39 subjects (30 BAV, age 44±13 years, 10 women; 9 healthy controls, age 27±12 years, 5 women) were prospectively enrolled and completed a standardized MRI protocol at 3T inclusive of 4D Flow. Patients with mitral insufficiency were excluded. AI severity was graded using regurgitant fraction as mild, moderate, and severe according to AHA guidelines. 4D flow MRI was analyzed using a commercial software (Circle Cardiovascular Imaging Inc., Calgary, Canada) (Fig. 1A). The LV was segmented and used to generated pathlines along the cardiac cycle (Fig. 1B). The pathlines were considered to represent the whole intraventricular blood volume. Blood volume was dived into four functional components: 1) direct flow (DirF) that enters the LV during diastole and leaves the LV during systole; 2) retained flow (RetF) that enters the LV during diastole but does not leave during systole; 3) delayed ejection (DelE) flow that resides inside the LV during diastole and leaves during systole; 4) Residual volume (ResV) that resides with in the LV. Flow analysis planes prescribed in the aortic valve (AoV) and mitral valve (MV) to quantify peak velocity (PV), net flow (NF), retrograde flow (RF) and regurgitant fraction (RFF) (Fig. 1B).

RESULTS

BAV subjects showed no significant elevation in PV and NF versus healthy controls (p>0.05). RFF was elevated in BAV patients (1±1 % vs. 9±10 %, p=0.018) consistent with valvular insufficiency (n=14, including all AI grades).

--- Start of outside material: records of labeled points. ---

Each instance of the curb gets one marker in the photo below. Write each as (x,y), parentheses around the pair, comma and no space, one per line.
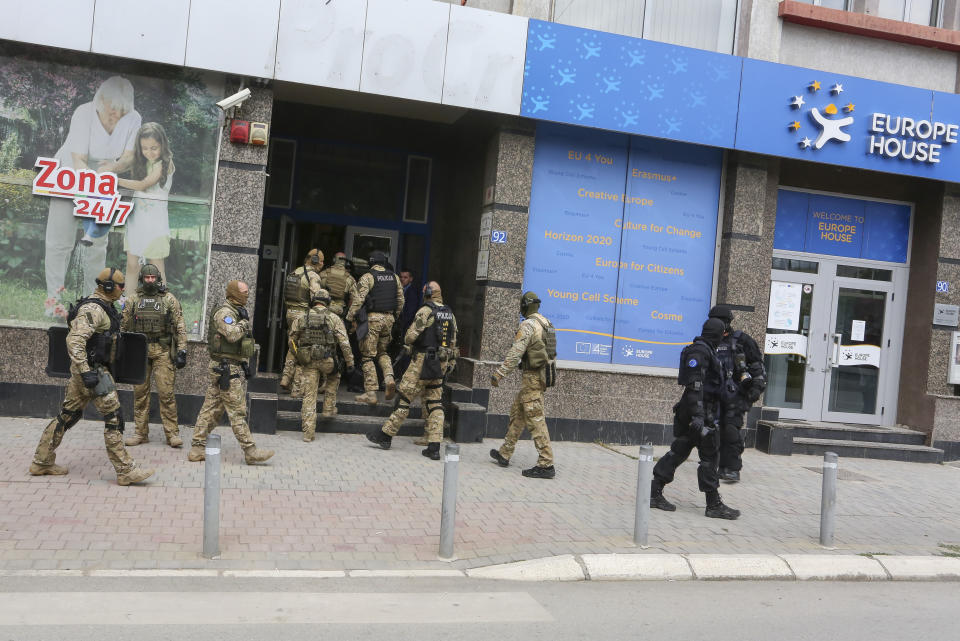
(608,567)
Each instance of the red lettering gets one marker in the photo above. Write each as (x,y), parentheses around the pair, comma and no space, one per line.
(43,179)
(108,184)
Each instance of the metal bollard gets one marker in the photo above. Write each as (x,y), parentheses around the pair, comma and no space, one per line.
(644,477)
(828,501)
(211,498)
(448,510)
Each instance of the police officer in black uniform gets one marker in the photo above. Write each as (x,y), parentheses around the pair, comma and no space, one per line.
(695,423)
(746,379)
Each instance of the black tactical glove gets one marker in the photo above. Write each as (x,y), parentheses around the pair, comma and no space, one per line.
(90,379)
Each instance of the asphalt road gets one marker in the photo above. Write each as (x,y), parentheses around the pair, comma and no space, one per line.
(82,608)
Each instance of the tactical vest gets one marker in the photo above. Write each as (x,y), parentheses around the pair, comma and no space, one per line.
(296,287)
(100,346)
(219,347)
(383,294)
(336,282)
(317,341)
(542,351)
(151,316)
(436,342)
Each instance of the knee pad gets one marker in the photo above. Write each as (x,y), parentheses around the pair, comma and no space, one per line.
(68,418)
(108,420)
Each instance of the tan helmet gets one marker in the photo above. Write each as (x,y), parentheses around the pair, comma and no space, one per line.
(235,295)
(314,259)
(110,282)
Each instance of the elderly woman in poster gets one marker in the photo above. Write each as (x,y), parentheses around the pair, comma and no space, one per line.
(102,137)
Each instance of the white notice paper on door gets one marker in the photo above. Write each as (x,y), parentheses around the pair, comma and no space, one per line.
(856,330)
(784,305)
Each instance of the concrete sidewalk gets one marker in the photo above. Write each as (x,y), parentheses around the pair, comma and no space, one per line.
(341,504)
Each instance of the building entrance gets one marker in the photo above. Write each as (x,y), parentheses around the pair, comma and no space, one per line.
(833,339)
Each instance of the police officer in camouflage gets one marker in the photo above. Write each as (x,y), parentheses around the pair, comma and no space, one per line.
(695,423)
(92,343)
(230,343)
(298,288)
(746,380)
(155,312)
(314,339)
(431,340)
(341,285)
(379,291)
(534,349)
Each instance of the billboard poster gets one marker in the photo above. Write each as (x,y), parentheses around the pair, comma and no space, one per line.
(621,243)
(102,165)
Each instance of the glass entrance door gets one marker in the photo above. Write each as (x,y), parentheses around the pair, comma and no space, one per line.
(832,345)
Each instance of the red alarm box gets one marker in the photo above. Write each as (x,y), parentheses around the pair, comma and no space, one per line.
(240,131)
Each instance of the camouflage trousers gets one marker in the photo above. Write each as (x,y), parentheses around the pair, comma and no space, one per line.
(373,350)
(76,399)
(527,413)
(411,387)
(291,368)
(233,401)
(316,378)
(159,368)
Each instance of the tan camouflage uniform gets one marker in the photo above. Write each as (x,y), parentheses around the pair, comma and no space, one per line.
(339,305)
(374,346)
(233,401)
(527,410)
(91,319)
(159,366)
(310,381)
(291,369)
(411,386)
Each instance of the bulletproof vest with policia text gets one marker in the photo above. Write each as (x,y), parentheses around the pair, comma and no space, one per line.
(383,295)
(542,352)
(100,346)
(436,342)
(296,287)
(220,347)
(317,342)
(151,316)
(337,282)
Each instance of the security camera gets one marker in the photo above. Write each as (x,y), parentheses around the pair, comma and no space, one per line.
(235,100)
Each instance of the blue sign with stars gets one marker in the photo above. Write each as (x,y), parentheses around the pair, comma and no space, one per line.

FCA showed significant differences between controls (Fig. 1C) and BAV in DirF (p=0.029) and ResV (p=0.045) (Fig. 1D); and in controls versus BAV-AI in DirF (p=0.009) and DelE (p=0.033) (Fig. 1E).

CONCLUSION

In patients with BAV valve disease FCA derived from 4D flow MRI identifies significant intraventricular hemodynamic differences between controls and BAV, and controls versus BAV with AI. AI significantly impact was observer in DirF and DelE, as indicator of LV worsening. Future investigation is warranted to explore how FCA novel markers of LV hemodynamics of AI progression in valve disease.

Acknowledgements

Mitac IT07679 and IT07680

References

No reference found.

Figures

Figure 1. Flow component analysis (FCA). Panel A shows the preprocessing of 4D flow MRI data which included air-filing, removal of static tissue, eddy-current correction, and phase-unwrapping. Panel B shows the segmentation of left ventricle using region growing, the quantification of pathlines over the cardiac cycle. Examples of pathlines at peak systole and mid diastole are presented. Panel C summarize FCA for controls. Panel D summarize FCA for bicuspid valves (BAV). Panel E summarize FCA for BAV with acute aortic insufficiency (AI).